All of us are excited about the new ways we can market our services via the web and email: writing blogs, email newsletters, Facebook and more. However, sometimes it is good to try the old traditional way of marketing like writing a personal letter to your clients.
Instead of designing your monthly or quarterly newsletter this fall, try out my suggestion. Write an update about your company that is personal and truly down to earth. Your clients hired you in the beginning because they liked you, not your logo, your trucks or branding: though that may have caused them to be interested. They liked the person behind the brand! They felt comfortable that you and your team would do a good job on their home. Therefore, write them an update on how you and your team are doing. Tell them what you’ve been up to lately, any major changes you’ve made in your personal or business life such as “I just ran the Boston Marathon for the first time!” or “My oldest son just graduated from the Naval Academy…” etc. Don’t try to sell your services. Just write like you would to a friend and see what happens!

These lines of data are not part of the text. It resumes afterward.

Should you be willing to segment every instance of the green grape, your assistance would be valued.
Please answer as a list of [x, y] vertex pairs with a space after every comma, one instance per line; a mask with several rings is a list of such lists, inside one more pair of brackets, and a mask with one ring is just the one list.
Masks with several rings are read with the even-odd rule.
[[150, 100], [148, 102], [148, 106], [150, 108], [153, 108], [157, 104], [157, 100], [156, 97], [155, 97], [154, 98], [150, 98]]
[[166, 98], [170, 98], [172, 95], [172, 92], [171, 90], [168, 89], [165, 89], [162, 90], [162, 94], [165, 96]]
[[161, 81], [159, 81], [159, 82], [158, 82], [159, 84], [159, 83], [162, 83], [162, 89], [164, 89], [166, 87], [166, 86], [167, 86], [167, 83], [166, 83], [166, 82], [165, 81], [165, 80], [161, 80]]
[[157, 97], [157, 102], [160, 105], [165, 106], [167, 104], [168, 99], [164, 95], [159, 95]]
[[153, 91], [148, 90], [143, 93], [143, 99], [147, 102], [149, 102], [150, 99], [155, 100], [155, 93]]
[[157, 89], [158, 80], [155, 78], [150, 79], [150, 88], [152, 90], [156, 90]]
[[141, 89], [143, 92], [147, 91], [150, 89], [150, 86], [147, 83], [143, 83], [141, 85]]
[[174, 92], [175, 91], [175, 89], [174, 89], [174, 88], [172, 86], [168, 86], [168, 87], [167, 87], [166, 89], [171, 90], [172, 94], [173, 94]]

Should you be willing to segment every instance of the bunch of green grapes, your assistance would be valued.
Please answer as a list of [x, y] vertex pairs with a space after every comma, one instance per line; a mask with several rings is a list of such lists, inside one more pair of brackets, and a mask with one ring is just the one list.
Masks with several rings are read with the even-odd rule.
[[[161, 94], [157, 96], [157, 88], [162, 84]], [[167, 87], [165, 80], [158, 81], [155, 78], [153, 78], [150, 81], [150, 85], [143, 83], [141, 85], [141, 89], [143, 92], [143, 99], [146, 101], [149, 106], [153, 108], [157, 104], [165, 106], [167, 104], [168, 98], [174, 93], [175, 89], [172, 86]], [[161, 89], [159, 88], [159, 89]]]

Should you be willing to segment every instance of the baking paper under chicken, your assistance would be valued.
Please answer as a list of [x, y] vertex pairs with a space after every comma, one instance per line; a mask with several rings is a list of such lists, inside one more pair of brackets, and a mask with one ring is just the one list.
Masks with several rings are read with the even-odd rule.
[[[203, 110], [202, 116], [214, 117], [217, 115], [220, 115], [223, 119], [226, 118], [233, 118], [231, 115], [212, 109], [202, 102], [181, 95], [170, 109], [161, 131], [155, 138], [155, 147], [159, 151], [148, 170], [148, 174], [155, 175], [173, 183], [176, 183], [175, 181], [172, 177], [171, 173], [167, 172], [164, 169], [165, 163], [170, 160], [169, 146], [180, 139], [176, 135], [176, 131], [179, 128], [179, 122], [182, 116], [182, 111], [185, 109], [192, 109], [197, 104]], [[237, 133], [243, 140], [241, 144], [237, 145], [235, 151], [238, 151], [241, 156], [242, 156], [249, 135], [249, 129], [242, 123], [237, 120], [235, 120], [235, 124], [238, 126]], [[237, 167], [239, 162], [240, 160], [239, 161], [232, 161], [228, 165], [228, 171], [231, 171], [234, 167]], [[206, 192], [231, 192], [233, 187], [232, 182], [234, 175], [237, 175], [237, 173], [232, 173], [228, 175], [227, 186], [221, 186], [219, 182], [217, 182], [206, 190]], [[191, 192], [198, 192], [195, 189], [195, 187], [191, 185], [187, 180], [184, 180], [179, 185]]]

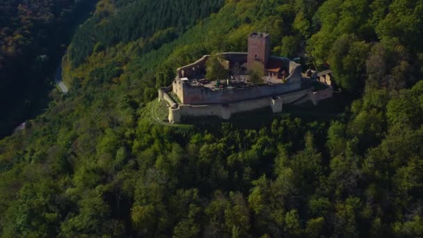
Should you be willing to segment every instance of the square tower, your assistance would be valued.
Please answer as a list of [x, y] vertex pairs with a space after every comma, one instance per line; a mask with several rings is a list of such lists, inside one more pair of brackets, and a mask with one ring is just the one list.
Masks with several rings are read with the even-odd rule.
[[248, 37], [247, 67], [250, 68], [254, 62], [258, 61], [263, 64], [264, 68], [269, 60], [269, 35], [266, 33], [252, 33]]

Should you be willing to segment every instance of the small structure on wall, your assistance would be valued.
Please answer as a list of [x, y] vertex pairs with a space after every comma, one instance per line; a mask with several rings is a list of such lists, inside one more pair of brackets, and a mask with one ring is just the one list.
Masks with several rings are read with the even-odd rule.
[[[228, 119], [234, 113], [265, 106], [276, 113], [282, 111], [283, 104], [306, 97], [317, 103], [314, 99], [332, 96], [330, 85], [324, 84], [328, 89], [324, 97], [318, 97], [319, 92], [311, 88], [303, 87], [300, 64], [287, 58], [270, 56], [269, 34], [254, 32], [248, 42], [248, 52], [218, 54], [221, 66], [228, 70], [225, 78], [206, 77], [209, 55], [177, 70], [172, 86], [160, 88], [159, 92], [159, 100], [171, 105], [170, 122], [179, 122], [184, 116], [217, 116]], [[257, 65], [261, 69], [258, 71], [262, 72], [257, 72]], [[170, 93], [177, 98], [170, 96]]]

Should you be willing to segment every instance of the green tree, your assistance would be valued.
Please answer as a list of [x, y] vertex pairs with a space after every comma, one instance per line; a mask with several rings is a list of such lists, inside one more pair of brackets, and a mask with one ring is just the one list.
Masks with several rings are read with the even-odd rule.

I spoke to a painting client who tried this “technique” out when he started a new painting business. He had broken up a partnership and started a brand new painting business and still had a small client list of over 100 people. He wrote a very simple letter telling them about his new company without trying to sell himself. Within days, he had 11 leads and closed 8 jobs! Not bad for spending less than $200 on stamps and a couple hours of time! My father’s company, Chism Brothers Painting, just recently did something similar. Instead of sending out their normal fall newsletter, they wrote a regular-old letter that gave their clients an update on their company and family life. 48 hours after people received the letter, Mike Chism (owner) had 4 quality painting leads from very good clients. He then received several emails thanking him for sending the letter and sang his praises for being such a great service company. One customer even told him she had made changes in her business and customer service department because of how he treated his clients! Wow!
So, try sending out a well-written letter, fold it up, stick it in a blank #10 envelope (with no window), type or hand-write your customers address, stick a stamp on it…and send it out! The time and cost is well worth it. Your clients will not be offended and will fill like part of the family!